Real estate firms move to Kilifi due to affordable land
The reason investors prefer Kilifi to other counties such as Mombasa has to do with cost of land.
The other reason investors have given for eyeing Kilifi as an investment destination is availability of raw materials for construction.
“Generally, land in Kilifi County is cheaper than in Mombasa. What is offered here in Mombasa for an acre is double that in Kilifi. Construction is easier here because stones come from areas in Kilifi while sand used for construction is found in Malindi,” he said.
He said a beach plot in Kilifi goes for Sh40 million an acre, while the same size of land in Nyali is sold at Sh100 million.
Mr Thuranira predicts that land in Kilifi will soon drastically appreciate as the town is on its way to becoming a major residential area for Mombasa people.
“It is just like Nairobi, where everyone is moving away from the city to Karen and Kiambu. Kilifi will now be the bedroom of Mombasa. Due to the high demand, we definitely expect the cost of land to rise sharply,” said Mr Thuranira.
Tourism players have argued that Mombasa is a small county, and it is normal for investors and proprietors to move to neighbouring towns.
“Mombasa is a small county, therefore we definitely expect it to grow northwards or southwards, which is happening now. Land is a limited factor of production, plus the cost of land is very high,” he said in an interview.
“This is beneficial to the county because right now Mtwapa has become a cosmopolitan place, where 80 per cent of property is owned by women,” he added.
Mr Hersi says the development in Kilifi and the surrounding areas will not only be beneficial to the specific areas, but also to the Coast region.
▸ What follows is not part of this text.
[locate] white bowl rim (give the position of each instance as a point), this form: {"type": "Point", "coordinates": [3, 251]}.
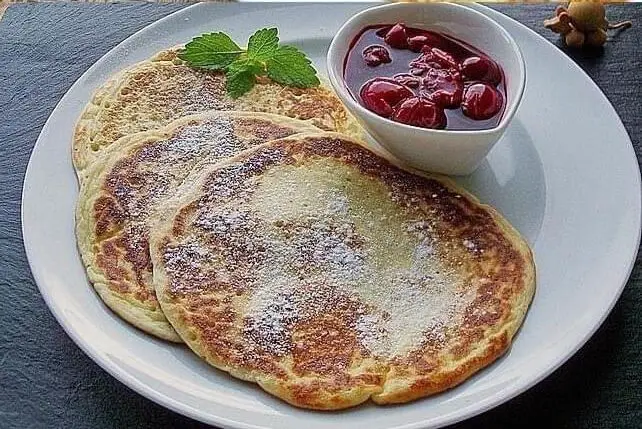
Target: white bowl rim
{"type": "Point", "coordinates": [339, 86]}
“There will be no problem if tourists stay in Malindi or Kilifi. This has been happening for a long time and it benefits the Coast region and the country at large. Mombasa also boasts of beaches such as Nyali, Jomo Kenyatta and Shelly.
“There is no way our tourism is going to be affected if investors move out of the county,” said Mr Hersi.
He added that Mombasa, being a small island, does not have room for the kind of growth that is possible in areas like Kikambala in Kilifi.
“People now want to keep their cattle, have a small farm and have poultry in the same compound, which is not possible in the city,” explained Mr Thuranira.
“They only need to pay 50 per cent of the land value and pay the rest in instalments in three to six months period. But beware of land grabbers and land cartels in Mombasa, Kilifi and Kwale counties,” he said.